01/20 2025
531
China will not trail forever!
Text | Hua Shang Tao Lue, Zhang Jingbo
Winter 2024, Hangzhou.
As the West reveled in Christmas festivities, a Chinese coder stood by a colossal floor-to-ceiling window, gazing out at the Grand Canal.
Moments later, he accomplished something that sent shockwaves through Silicon Valley.
[Mysterious Eastern Force]
'A novel model that made the entire valley buzz!'
This was CNBC's assessment of the event's impact on Silicon Valley.
On December 26, a Hangzhou-based Chinese startup named 'DeepQuest' unveiled a groundbreaking large model: DeepSeek-V3.
In various benchmarks, DeepSeek-V3 outperformed other open-source models and rivaled the top closed-source large model, GPT-4o.
Particularly in mathematical reasoning, DeepSeek-V3 excelled.
Remarkably, while matching GPT-4o's performance, DeepSeek-V3's R&D cost was only $5.58 million, less than one-twentieth of GPT-4o's training cost.
This left Americans profoundly unsettled.
Previously, Google and OpenAI had invested billions, even tens of billions of dollars, and utilized tens of thousands of state-of-the-art GPUs to achieve similar results.
This stark contrast prompted Americans to reflect: Is it still worthwhile investing in large models and computational power?
While many Silicon Valley tycoons lauded the achievement, they also tasted the bitterness of Chinese technological prowess: While Americans rested, China was catching up!
Interestingly, this event coincided with the unveiling of China's sixth-generation fighter jet.
Many Americans believed this was more akin to the Sputnik moment when the Soviet Union launched the first artificial satellite in the 1950s than the fighter jet's reveal.
However, what truly shocked Silicon Valley about DeepSeek-V3 wasn't its high performance or low cost, but the pioneering spirit demonstrated by the Chinese.
Historically, almost all Chinese AI companies followed Silicon Valley, leading to a prevalent perception that the US excels in technological breakthroughs from 0 to 1, while China excels in application implementation from 1 to 100.
DeepSeek-V3 shattered this stereotype, significantly enhancing model performance and training efficiency with groundbreaking technologies such as MLA and DeepSeekMoE.
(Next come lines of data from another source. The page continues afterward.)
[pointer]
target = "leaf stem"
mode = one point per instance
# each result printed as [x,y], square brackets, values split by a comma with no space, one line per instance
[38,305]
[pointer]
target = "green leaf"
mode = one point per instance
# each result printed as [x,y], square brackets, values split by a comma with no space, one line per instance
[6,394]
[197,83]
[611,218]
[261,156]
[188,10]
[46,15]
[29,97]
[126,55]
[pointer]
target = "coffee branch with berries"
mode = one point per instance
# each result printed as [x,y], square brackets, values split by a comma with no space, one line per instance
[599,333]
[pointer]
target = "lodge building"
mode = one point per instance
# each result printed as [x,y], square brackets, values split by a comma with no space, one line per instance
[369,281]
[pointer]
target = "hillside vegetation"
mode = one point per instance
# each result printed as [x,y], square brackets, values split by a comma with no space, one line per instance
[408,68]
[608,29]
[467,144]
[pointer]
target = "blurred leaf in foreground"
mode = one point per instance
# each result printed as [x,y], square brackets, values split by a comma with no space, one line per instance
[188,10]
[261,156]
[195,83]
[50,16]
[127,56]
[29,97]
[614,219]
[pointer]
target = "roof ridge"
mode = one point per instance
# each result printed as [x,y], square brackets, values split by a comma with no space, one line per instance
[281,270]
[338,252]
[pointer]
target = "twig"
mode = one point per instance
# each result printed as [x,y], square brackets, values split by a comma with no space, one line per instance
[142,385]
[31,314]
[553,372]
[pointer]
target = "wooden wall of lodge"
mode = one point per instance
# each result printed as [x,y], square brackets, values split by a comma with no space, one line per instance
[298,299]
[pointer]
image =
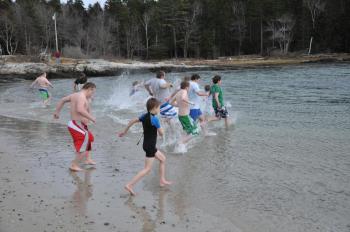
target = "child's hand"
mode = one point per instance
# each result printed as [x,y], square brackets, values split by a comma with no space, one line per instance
[56,116]
[121,134]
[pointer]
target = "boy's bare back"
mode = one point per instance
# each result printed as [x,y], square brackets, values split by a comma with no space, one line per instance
[182,102]
[78,102]
[43,81]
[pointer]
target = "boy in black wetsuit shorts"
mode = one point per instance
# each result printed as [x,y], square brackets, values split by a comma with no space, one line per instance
[151,127]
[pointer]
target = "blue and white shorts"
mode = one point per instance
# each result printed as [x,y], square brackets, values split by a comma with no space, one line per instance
[167,111]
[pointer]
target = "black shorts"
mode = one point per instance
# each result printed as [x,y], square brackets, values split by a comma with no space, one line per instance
[221,112]
[150,151]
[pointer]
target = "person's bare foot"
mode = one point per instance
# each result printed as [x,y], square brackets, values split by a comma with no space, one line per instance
[163,183]
[75,168]
[90,162]
[129,189]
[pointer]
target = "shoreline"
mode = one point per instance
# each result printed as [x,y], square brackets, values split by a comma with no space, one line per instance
[23,67]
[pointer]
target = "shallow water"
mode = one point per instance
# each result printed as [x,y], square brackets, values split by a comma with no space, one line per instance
[284,166]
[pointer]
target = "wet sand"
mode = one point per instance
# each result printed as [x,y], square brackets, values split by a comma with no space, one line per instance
[38,193]
[283,167]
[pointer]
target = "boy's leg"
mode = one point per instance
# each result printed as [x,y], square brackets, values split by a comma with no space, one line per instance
[88,159]
[75,163]
[139,175]
[161,157]
[202,124]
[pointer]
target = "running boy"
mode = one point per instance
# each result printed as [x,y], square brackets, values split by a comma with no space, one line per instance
[43,84]
[136,87]
[80,117]
[151,127]
[195,95]
[81,80]
[181,101]
[218,100]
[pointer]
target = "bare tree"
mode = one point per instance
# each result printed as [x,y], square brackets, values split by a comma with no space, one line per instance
[239,24]
[316,7]
[7,34]
[273,29]
[190,25]
[131,37]
[284,34]
[44,15]
[145,20]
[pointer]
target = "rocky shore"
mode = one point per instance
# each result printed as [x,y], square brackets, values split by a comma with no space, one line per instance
[12,66]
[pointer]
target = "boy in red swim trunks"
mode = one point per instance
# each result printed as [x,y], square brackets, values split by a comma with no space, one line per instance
[81,116]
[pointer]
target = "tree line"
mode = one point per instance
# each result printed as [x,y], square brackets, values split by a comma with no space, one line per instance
[151,29]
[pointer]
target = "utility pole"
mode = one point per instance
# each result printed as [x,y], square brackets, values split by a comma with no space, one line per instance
[54,18]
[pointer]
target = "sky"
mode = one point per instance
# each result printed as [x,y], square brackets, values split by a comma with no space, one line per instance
[87,2]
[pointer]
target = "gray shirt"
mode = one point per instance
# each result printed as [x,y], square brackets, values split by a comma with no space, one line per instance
[158,92]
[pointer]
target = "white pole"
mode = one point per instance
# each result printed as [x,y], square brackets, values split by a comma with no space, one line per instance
[56,32]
Americans were astonished to discover that Chinese companies could also contribute to innovation, setting their own rules outside their traditional game. This was exceedingly rare in the past.
Due to its superior performance, DeepSeek was hailed in Silicon Valley as a mysterious force from the East.
Remarkably, the funder behind this mysterious Eastern force wasn't an internet giant like Tencent or Alibaba, but a low-key private equity fund, Huantang Quant.
Currently, there are no more than five enterprises in China with 10,000 GPUs, and Huantang is one of them.
In 2023, it established a subsidiary, 'DeepQuest', to commence R&D on the DeepSeek large model, with a team of only 139 members, significantly fewer than OpenAI's 1,200.
Leading this team is Liang Wenfeng, an 80s post-graduate, and the founder of Huantang Quant.
[Curiosity-Driven Madness]
Liang Wenfeng and Huantang's journey began in 2008.
That year, after graduating from Zhejiang University with a major in software engineering, instead of joining a large company like his peers, he ventured to Chengdu and lived in a tiny rented room.
There, Liang Wenfeng began exploring various ways to monetize computers.
After several attempts, he decided to delve into quantitative investment. This decision wasn't easy, as quantitative investment was still novel in China at the time.
Many doubted its profitability.
Whenever he faced challenges, Liang Wenfeng would recall a quote from the father of quantitative investment, Jim Simons: 'There must be a way to model prices.'
Driven by this belief, Liang Wenfeng persevered for two years and finally saw a breakthrough. In 2010, the launch of CSI 300 Index Futures ushered in a golden age for quantitative investment.
Riding this wave, Liang Wenfeng and his team amassed a fortune, with self-operated funds exceeding 500 million yuan.
It was also during this period that, with the breakthrough of deep learning algorithms, artificial intelligence experienced an explosion. Liang Wenfeng, who studied artificial intelligence at Zhejiang University, was fired up with ambition.
In 2015, he co-founded Huantang Quant with Zhejiang University alumni.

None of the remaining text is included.